Después de jubilarse o a raíz de alguna enfermedad, muchas personas mayores pueden ir aminorando paulatinamente su interacción social. Entre las razones de esto, destaca el sentimiento de que ya no son necesitados por otros. Es muy frecuente que estas personas experimenten aislamiento o vivan vidas solitarias, con miedo a socializar.
Según las estadísticas, el 50% de los adultos mayores terminan conviviendo solo con familiares nucleares. Por ello, la vida social es un pilar fundamental para la salud emocional y mental, especialmente en los mayores. Mantener una red de relaciones sólidas y activas contribuye a mejorar el estado de ánimo, reduce el riesgo de depresión y fomenta un sentimiento de pertenencia.

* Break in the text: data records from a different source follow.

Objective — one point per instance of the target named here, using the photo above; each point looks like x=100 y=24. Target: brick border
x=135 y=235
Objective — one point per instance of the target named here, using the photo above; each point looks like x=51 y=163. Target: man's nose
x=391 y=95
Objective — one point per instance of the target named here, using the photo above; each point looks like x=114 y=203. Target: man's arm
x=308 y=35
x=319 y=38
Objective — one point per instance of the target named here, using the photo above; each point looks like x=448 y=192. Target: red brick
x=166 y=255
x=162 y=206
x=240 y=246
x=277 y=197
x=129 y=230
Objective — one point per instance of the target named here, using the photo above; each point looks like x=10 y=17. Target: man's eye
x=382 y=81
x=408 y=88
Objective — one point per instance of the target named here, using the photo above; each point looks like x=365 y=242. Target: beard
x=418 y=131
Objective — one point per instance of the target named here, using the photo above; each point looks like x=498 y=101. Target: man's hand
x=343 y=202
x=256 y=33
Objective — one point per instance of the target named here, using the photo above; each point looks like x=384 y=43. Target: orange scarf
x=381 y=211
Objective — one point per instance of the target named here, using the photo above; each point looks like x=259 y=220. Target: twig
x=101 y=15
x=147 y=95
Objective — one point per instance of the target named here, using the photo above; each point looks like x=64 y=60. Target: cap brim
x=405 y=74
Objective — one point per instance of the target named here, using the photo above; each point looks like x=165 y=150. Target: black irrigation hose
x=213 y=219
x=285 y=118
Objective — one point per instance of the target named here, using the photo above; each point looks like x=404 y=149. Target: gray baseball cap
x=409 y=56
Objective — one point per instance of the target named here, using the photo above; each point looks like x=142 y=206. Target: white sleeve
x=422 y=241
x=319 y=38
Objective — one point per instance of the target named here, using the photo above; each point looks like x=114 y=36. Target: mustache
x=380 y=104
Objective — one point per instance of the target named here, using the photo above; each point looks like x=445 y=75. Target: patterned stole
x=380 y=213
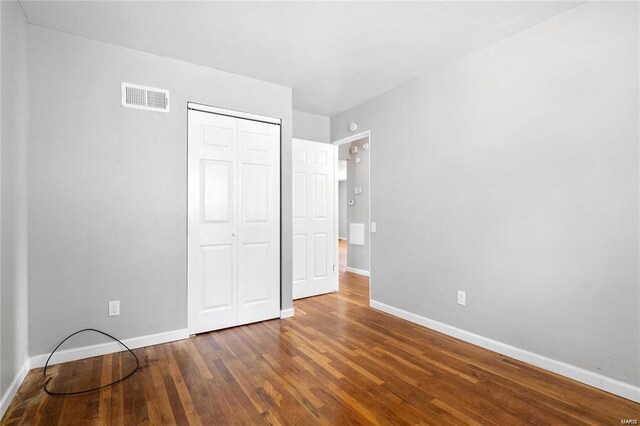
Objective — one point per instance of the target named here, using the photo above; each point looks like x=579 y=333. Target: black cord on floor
x=50 y=392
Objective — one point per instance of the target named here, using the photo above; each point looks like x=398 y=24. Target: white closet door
x=314 y=221
x=234 y=221
x=259 y=221
x=213 y=201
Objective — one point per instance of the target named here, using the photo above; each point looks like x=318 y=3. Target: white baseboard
x=358 y=271
x=13 y=387
x=287 y=313
x=109 y=347
x=579 y=374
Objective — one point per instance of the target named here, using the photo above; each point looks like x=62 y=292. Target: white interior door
x=258 y=221
x=314 y=221
x=234 y=221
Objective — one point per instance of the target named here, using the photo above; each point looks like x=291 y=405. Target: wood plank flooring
x=336 y=362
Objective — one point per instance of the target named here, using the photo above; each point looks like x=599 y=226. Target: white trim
x=13 y=387
x=287 y=313
x=366 y=134
x=358 y=271
x=357 y=136
x=590 y=378
x=232 y=113
x=109 y=347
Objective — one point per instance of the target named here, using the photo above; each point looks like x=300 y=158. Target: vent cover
x=143 y=97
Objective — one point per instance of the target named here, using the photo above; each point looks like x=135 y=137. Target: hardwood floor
x=336 y=362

La Importancia de los Vínculos Sociales en la Adultez Mayor
El Riesgo del Aislamiento y la Soledad
A medida que envejecemos, factores como la jubilación, la pérdida de amigos o familiares y los problemas de movilidad pueden dificultar las relaciones sociales, aumentando el riesgo de aislamiento. Esto puede hundir a la persona mayor en la soledad, depresión y pesimismo, especialmente si se queda solo por viudez, por separación de los hijos y de los parientes, o por jubilación.
Beneficios de la Interacción Social Activa
Participar en actividades con otros y realizar trabajo en equipo ayuda a reducir la sensación de aislamiento y soledad. Además de mejorar el estado de ánimo, la socialización activa ofrece múltiples beneficios para la salud y el bienestar de los adultos mayores:
Aumento de la Esperanza de Vida
Varias investigaciones recomiendan la estimulación de las relaciones interpersonales en el adulto mayor, ya que eleva las posibilidades de vivir más. Quienes son solitarios, huraños y acostumbran a no tener interacción con los demás tienen más probabilidades de morir más rápido que aquellos que tienen una vida socialmente más activa.

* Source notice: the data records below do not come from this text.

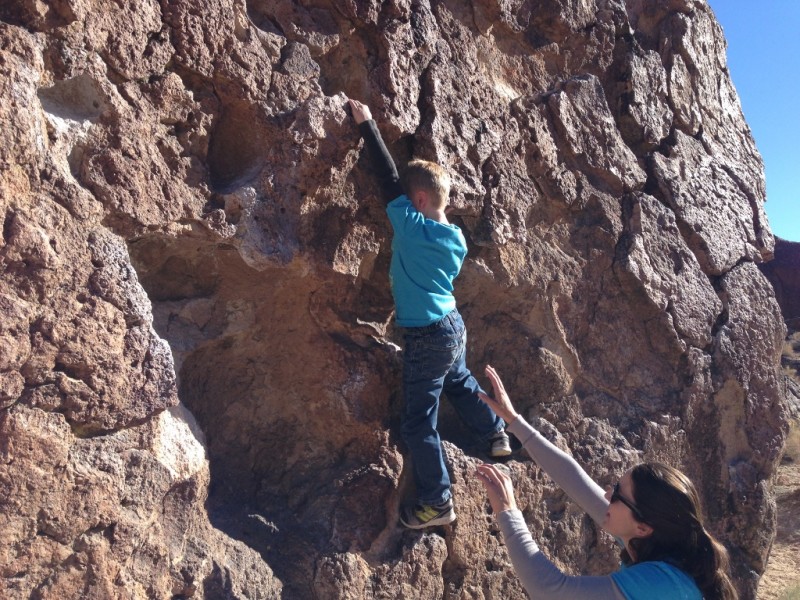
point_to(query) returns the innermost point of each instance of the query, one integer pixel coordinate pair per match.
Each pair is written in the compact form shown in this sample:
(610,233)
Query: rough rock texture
(783,272)
(182,176)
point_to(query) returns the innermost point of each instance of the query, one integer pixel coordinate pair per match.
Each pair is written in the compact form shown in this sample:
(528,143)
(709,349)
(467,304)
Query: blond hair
(424,175)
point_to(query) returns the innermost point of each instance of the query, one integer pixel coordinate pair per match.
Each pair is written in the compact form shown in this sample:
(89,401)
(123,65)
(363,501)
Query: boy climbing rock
(427,254)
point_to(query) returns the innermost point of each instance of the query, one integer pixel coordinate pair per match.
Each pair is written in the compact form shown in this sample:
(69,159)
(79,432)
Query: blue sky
(763,59)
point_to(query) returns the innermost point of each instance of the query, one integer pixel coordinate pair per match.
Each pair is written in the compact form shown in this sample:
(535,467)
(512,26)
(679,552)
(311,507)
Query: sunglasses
(617,497)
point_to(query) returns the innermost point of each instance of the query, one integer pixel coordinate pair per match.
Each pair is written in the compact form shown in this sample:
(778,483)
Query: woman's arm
(563,469)
(559,465)
(540,577)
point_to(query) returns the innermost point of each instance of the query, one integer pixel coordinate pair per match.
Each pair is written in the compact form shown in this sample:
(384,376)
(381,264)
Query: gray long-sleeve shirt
(540,577)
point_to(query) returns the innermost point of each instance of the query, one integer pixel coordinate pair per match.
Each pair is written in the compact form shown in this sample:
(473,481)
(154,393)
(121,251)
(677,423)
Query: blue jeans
(434,361)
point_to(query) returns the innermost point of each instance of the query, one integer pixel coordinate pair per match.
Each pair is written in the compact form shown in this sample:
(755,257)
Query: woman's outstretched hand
(360,111)
(501,403)
(498,486)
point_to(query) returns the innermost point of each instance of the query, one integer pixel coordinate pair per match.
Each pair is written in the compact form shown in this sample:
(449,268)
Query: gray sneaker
(499,445)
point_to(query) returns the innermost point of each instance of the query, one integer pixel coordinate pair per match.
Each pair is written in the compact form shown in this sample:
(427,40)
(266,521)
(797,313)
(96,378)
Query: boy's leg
(462,390)
(426,361)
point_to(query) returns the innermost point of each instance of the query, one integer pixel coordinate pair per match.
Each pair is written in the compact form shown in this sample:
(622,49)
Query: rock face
(783,272)
(199,370)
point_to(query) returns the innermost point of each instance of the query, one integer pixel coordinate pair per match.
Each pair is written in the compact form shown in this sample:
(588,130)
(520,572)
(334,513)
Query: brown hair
(430,177)
(669,503)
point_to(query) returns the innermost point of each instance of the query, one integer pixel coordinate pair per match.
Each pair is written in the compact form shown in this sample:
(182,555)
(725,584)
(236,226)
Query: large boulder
(199,370)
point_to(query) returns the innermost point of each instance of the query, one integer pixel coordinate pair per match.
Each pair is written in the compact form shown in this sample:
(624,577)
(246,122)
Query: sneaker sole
(445,519)
(500,453)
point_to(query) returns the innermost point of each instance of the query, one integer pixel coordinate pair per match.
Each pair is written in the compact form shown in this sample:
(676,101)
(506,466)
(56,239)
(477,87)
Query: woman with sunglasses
(653,511)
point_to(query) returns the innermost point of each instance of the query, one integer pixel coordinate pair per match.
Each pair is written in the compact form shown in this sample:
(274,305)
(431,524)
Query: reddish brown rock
(199,371)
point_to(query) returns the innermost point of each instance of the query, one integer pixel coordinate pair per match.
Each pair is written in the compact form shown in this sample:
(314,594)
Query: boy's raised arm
(385,169)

Reducción del Sentimiento de Abandono
Es importante sentir el deseo de seguir haciendo amigos y disfrutar de la compañía de otros para combatir el sentimiento de abandono.

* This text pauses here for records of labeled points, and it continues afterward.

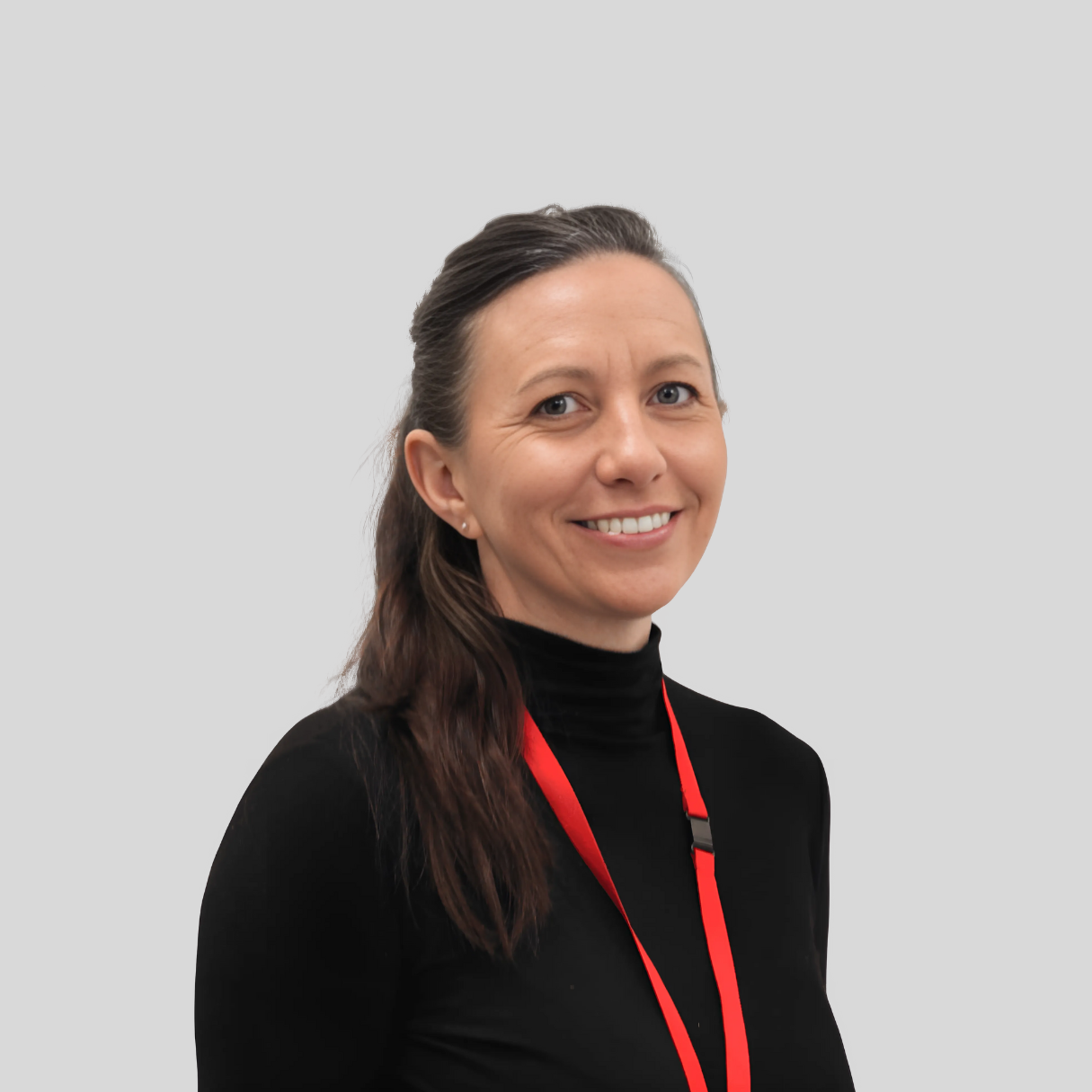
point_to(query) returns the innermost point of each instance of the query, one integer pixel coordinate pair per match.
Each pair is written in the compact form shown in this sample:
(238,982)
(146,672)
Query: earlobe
(430,466)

Mejora del Nivel de Energía y el Ánimo
La socialización de los adultos mayores con gente más joven y ocurrente les ayuda a sentirse con más energía y a recuperar la “chispa” para tratar de seguir el ritmo de la otra persona. Una mente activa obliga a ejercitar la memoria para recordar experiencias y compartirlas.
Reducción de Ciertas Patologías
Una mayor interacción social y diaria ayuda a reducir problemas como los dolores en las articulaciones, la depresión y la ansiedad. En varios estudios se confirma que incluso, puede reducir los niveles de azúcar en la sangre en diabéticos y la tensión arterial en hipertensos.
Mejor Calidad del Sueño
Mantenerse activo socialmente ayuda a mejorar el estado de ánimo y a sentirse menos inquieto y ansioso, contribuyendo a dormir mejor.
Preservación de Funciones Cognitivas
La interacción social también hace más lento el deterioro de las funciones cognitivas y optimiza la capacidad para comunicarse y ser sociable.

Estrategias para Fomentar la Conexión Social
Comprender sus Intereses y Hábitos
Antes de proponerle actividades de mayor socialización, es clave conocer qué le gusta hacer y cuáles son sus hábitos y costumbres. Cualquier tema puede dar para una amena conversación que lo haga sentirse más tomado en cuenta. En las conversaciones y actividades de rutina, como comer, salir a caminar o apoyarlo para vestirse, es importante hacerlo partícipe.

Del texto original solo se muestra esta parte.